I’d visited the Famine Graveyard down a narrow chart alley between my lodging at a bed and breakfast and the city center of Donegal. It was just a grassy area of mass unmarked graves. Evidently there were too many corpses and they had to be buried as quickly as possible. Same song all over the island.



This is a famine pot.



This old cemetery was also on my walk back along the Greenway to Westport and I don’t know why I felt compelled to cross the road and enter it. I was more than uncomfortable. I don’t like to walk around graves because I feel like dispossessed spirits will cling to me and keep me up at night with incessant threats. I think it came from childhood scares, primarily the chant of the children on the school bus every morning as we passed an old cemetery. Someone would say in a deep, shaky ominous voice: Who took my liver?  And then another would echo the refrain until the whole bus was echoing with deep shaky voices asking, “Who took my liver?”
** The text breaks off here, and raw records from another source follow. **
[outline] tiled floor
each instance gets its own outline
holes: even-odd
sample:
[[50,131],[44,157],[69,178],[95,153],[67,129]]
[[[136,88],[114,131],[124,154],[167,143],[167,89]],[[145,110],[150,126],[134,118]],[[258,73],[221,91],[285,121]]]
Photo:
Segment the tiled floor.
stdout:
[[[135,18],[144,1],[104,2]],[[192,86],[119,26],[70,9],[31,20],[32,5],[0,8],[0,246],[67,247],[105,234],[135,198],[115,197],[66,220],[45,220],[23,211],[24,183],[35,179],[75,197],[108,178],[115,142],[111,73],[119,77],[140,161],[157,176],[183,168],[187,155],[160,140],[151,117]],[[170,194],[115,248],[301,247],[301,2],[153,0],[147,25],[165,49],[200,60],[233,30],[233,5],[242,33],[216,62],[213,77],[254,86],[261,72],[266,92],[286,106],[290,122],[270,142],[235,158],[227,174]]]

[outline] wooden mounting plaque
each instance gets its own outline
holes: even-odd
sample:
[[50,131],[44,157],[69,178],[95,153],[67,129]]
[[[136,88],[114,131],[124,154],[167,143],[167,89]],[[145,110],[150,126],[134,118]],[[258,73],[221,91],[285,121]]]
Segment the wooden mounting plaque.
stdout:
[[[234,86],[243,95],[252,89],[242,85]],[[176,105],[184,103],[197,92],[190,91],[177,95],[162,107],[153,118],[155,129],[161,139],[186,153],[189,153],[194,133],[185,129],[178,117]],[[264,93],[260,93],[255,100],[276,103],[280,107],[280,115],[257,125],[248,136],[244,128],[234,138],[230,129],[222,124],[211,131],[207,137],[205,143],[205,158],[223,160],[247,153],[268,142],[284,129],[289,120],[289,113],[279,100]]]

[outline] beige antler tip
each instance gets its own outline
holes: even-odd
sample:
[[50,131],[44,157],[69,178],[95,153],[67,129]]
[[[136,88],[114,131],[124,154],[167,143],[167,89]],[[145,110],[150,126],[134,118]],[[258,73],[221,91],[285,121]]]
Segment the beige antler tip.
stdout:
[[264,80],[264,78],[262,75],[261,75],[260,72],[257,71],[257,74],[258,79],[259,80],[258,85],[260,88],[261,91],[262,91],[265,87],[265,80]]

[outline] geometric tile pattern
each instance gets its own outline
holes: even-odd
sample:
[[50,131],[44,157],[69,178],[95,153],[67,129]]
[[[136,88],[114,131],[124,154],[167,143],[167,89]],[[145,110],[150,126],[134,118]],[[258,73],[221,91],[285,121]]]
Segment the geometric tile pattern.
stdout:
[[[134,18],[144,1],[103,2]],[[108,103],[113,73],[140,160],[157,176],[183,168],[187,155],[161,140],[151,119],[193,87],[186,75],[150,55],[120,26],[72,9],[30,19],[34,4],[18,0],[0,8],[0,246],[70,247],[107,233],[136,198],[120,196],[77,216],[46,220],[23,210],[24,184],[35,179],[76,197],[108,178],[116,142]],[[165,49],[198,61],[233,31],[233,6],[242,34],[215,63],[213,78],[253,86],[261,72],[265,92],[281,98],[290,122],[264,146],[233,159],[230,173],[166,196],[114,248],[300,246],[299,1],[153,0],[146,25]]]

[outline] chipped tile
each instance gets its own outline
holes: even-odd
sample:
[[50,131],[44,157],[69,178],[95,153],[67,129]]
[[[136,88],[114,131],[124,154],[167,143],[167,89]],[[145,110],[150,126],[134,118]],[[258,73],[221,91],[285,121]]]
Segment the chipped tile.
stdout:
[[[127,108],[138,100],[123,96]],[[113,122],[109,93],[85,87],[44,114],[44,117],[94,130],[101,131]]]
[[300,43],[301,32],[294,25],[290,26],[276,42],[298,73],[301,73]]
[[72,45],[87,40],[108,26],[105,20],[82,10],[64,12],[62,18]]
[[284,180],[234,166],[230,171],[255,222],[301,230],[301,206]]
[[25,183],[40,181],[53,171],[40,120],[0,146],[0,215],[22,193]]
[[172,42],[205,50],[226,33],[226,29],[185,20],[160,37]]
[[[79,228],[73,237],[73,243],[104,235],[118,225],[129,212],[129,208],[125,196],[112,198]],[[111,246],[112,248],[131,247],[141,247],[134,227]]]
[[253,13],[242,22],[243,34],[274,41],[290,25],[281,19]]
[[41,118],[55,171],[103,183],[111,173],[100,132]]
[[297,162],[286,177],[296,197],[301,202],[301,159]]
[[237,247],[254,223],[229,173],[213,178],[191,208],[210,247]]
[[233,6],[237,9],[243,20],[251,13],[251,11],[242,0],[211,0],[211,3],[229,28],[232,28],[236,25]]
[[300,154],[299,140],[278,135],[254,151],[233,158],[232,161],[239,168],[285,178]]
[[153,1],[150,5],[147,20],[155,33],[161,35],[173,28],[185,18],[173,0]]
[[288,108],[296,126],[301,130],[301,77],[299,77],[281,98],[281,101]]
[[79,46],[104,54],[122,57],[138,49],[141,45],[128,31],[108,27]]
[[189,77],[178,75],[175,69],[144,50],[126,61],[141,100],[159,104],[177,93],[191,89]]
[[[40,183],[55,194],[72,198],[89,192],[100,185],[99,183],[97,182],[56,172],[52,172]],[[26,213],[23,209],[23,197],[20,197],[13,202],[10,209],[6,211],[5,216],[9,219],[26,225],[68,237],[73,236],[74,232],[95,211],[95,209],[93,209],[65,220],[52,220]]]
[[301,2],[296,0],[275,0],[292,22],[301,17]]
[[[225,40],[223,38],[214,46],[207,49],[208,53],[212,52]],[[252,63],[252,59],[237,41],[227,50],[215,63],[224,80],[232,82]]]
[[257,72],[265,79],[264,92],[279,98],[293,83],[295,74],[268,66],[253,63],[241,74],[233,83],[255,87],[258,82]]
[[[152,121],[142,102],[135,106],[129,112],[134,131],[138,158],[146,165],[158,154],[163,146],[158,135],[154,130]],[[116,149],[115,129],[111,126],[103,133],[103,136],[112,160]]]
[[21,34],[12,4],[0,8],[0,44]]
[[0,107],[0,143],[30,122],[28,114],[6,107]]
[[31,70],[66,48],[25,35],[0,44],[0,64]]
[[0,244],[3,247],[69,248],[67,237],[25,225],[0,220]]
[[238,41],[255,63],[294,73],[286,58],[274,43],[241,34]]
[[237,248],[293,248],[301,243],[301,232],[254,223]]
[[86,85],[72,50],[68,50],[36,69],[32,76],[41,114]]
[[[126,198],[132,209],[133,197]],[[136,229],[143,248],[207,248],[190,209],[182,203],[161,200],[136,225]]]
Why are children so mean? Mind you, I did grow up in a pocket of coal mining and steel mills and I can’t think of anyone I met who was not judgmental. No wonder I’d love to live in Ireland among the kind and merry.

I didn’t venture too far in to the graveyard. Even squinting, I couldn’t make out most of the worn inscriptions subjected to the fierce wind and rains here. But the very first grave I could read bore the name of a woman in my ancestral lineage. My mother would have researched this further and probably come up with some DNA connection, but I feel that information is just one piece of a more complex puzzle. Besides, it was a common name in Ireland I’m sure.

A common name, but one on a photo collage my mother made me of the other women named Elizabeth (my middle name) in our ancestry. It included Mary Berry, mother of Michael Berry.  Weirdly, this is the same name as my first husband. I was young. My family didn’t even know him. We eloped, a practice I was to learn shortly thereafter from my maternal grandmother was actually a tradition among us Elizabeths. 

Makes you wonder. How much autonomy is there in even your most rebellious actions?

If you ever believe your life has been boring, I assure you that if you examine it as a succession of moments, and examine just one of them closely, you will be slayed by the depth of the mystery surrounding who and what you are.  

As I was leaving the burial grounds, I placed my hand on one of the stone posts at the top of the steps for balance, and quickly lifted it when I felt something odd. Cold. It was a pile of coins. What? I asked ChatGPT. It told me that in pre-Christian and early Christian Ireland, it was common to leave tokens to pay the ferryman to row the deceased into the afterlife. The custom has survived. It’s considered lucky too to find a coin. I guess for that very reason. You might need it. That night I picked one up from the floor of the pub and set it on the counter. A woman next to me said quickly, “Make a wish.”

I wished that Mary Elizabeth Berry would make it over to the afterlife if she hadn’t yet.